The current Tiguan has been on sale since 2015 and the new model is scheduled to debut in 2024, meaning its lifespan will likely run over the 2030 threshold. Previous reports have talked of Tiguan mules running on electric power – however, a pure-electric mode of a hybrid powertrain is much more likely than a full BEV given Volkswagen’s investment into its ID range of electric cars and the existence of the similarly-sized ID.4.
- Top 10 best SUVs to buy 2022
At the front of this test car, we see a revised grille with a closed-off upper section which gives it a similar face to its ID siblings, while the lower grille has grown over previous test cars for extra engine cooling. The front bumper has also been changed over previous mules, now incorporating larger side air intakes.
The proportions of the new car look similar to current Tiguan, but it looks like it’ll grow in size to be closer to the Touareg SUV; it’s not clear whether we’ll see another seven-seat Tiguan to rival the likes of the Mercedes EQB. At the rear, there’s significant suspension droop which might be caused by a new hybrid system. Also at the back we expect to see two individual rear light clusters rather than the full-width LED rear light VW likes to keep for its ID cars.
The MQB Evo platform that underpins the Mk8 Golf, Cupra Formentor, Audi A3 and Skoda Octavia should be used for the next Tiguan, given it’s an evolution of the MQB A2 found on the outgoing car. This would allow the new Tiguan to use the same range of plug-in hybrid powertrains as the Golf.

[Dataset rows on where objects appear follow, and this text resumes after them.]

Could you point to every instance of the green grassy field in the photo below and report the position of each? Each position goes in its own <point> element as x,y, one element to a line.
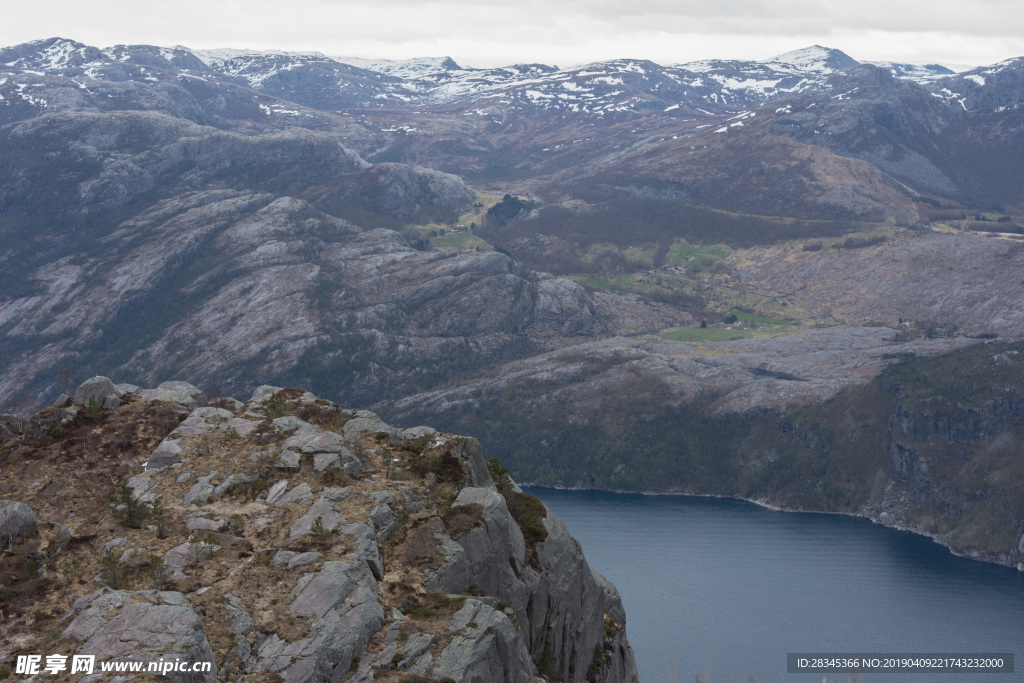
<point>711,334</point>
<point>459,241</point>
<point>750,318</point>
<point>450,240</point>
<point>695,257</point>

We can also expect a similar engine lineup to the Golf with a mix of petrol and TDI diesel engines alongside the hybrid models. The larger, heavier Tiguan will probably forgo the Golf’s entry-level 109bhp 1.0-litre unit, starting with the 148bhp 1.5-litre turbocharged petrol four-cylinder. A mild-hybrid eTSI version could also feature. 148bhp and 197bhp diesel models could make their way over from the Golf and above that, we expect to see a plug-in hybrid model with 238bhp. A hot Tiguan R with running gear lifted from the Golf R is a possibility.
We expect the inside of the new Tiguan to look similar to the Golf, rather than the minimalist cabins of the ID cars. The latest version of VW’s Digital Cockpit Pro should feature two 10-inch screens. Practicality should be improved with the addition of the MQB Evo platform too, with boot space rising from the current car’s 520 litres.